El silencio en el salón es tan denso que siento cómo me aplasta el pecho. Maximiliano sigue ahí, observándome con esa mirada que me atraviesa… pero ya no puedo sostenerle la vista. Hay algo oscuro detrás de esos ojos, algo que no sé si quiero conocer.
Sebastián se aclara la garganta, como si necesitara valor.
—Teo… tenemos que hablar de papá.
Mi estómago se contrae. La frase que llevo evitando dos años por fin cae sobre mí como un martillazo.
Maximiliano no se mueve, pero su presencia llena la habitación. Siento que ambos esperan mi reacción.
—Dijieron que fue un accidente —susurro—. Un conductor ebrio. Fin de la historia.
Maximiliano suelta una risa baja, amarga. Un sonido que no había escuchado jamás.
Se me eriza la piel.
—Eso jamás fue verdad, Mateo —dice finalmente—. Ni por un segundo.
Miro a Sebastián, esperando que lo desmienta. Pero solo cierra los ojos y asiente.
—Papá no murió por un accidente —continúa mi hermano, con la voz temblorosa—. Lo asesinaron… y lo hicieron para llegar a ti.
Siento que el mundo se me corta en dos.
—¿A… mí? —pregunto sin poder respirar.
Maximiliano da un paso adelante. La tensión en su rostro es pura furia contenida.
—Tu padre descubrió algo que no debía —explica—. Información que comprometía a una organización rival. Los tenía acorralados. Y la única forma de hacerlo callar… era eliminándolo. Pero no se detuvieron ahí. Querían destruir todo lo que él amaba. Todo.
—Incluyéndote —agrega Sebastián, apretando los puños.
Me llevo una mano al rostro. Las lágrimas arden, pero no caen. No entiendo. No quiero entender.
—¿Y… mamá? —logro decir, con la voz quebrada.
El silencio que sigue es peor que cualquier respuesta.
Sebastián se hunde en el asiento. Maximiliano cierra los ojos y exhala hondo.
—Ella no pudo soportarlo —responde Maxi, sin rodeos—. Pero tampoco estuvo sola en lo que sentía. Tenía razones para creer que irían después por ustedes dos… y eso la destruyó.
Su muerte… no fue tan simple como lo contaron.
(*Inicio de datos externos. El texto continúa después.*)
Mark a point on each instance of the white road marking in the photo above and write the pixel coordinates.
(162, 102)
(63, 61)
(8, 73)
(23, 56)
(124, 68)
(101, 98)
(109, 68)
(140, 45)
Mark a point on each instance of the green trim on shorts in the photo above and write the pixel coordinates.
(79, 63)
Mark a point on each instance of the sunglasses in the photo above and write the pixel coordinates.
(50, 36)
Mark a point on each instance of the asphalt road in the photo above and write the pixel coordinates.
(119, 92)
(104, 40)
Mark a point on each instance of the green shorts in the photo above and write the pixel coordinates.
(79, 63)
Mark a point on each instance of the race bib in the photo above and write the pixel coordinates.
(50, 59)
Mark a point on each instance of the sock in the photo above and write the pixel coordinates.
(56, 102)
Un escalofrío sube por mis brazos.
—No —susurro—. No, no, no…
—Tu padre estaba investigando a alguien muy cercano —interrumpe Sebastián, hablando rápido, como si un nudo en la garganta lo apretara—. Tenía pruebas, nombres, rutas… y un mensaje final que nunca recibiste, porque fue interceptado.
Me levanto de golpe.
—¿Qué mensaje?
Maximiliano mete la mano en su chaqueta y saca un sobre grueso, sellado con cera. El símbolo de nuestra familia brilla al reflejo de la lámpara.
Mi sangre se congela.
—Esto —dice, sosteniéndolo entre sus dedos—. Esto iba dirigido solo a ti.
Me lo ofrece, pero antes de que pueda tocarlo, habla con una seriedad que me perfora:
—Mateo… si abres este sobre, ya no habrá vuelta atrás. Te convertirás en un objetivo, como lo fue tu padre. Como lo soy yo.
Nuestra mirada se encuentra.
Y esta vez, no siento atracción.
Siento miedo.
Miedo real.
—¿Qué… qué quieren de mí? —logro preguntar.
Maximiliano aprieta la mandíbula.
—Quieren lo mismo que querían de tu padre. Quieren lo que solo tú puedes darles.
—¿Y qué es eso? —pregunto.
Él me observa, un brillo oscuro cruzándole los ojos.
—Tu nombre, Mateo. Tu sangre. Tu herencia.
Y algo más…
Da un paso, demasiado cerca. Casi puedo sentir la energía que desprende.
—Tú eres la clave del secreto que tu padre murió protegiendo.
Se me dobla el aliento.
Y entonces lo sé.
Mi regreso a Chile jamás fue un reencuentro familiar.
Fue un movimiento en un tablero que no entiendo.
Un tablero donde mi padre murió… y yo soy la próxima pieza.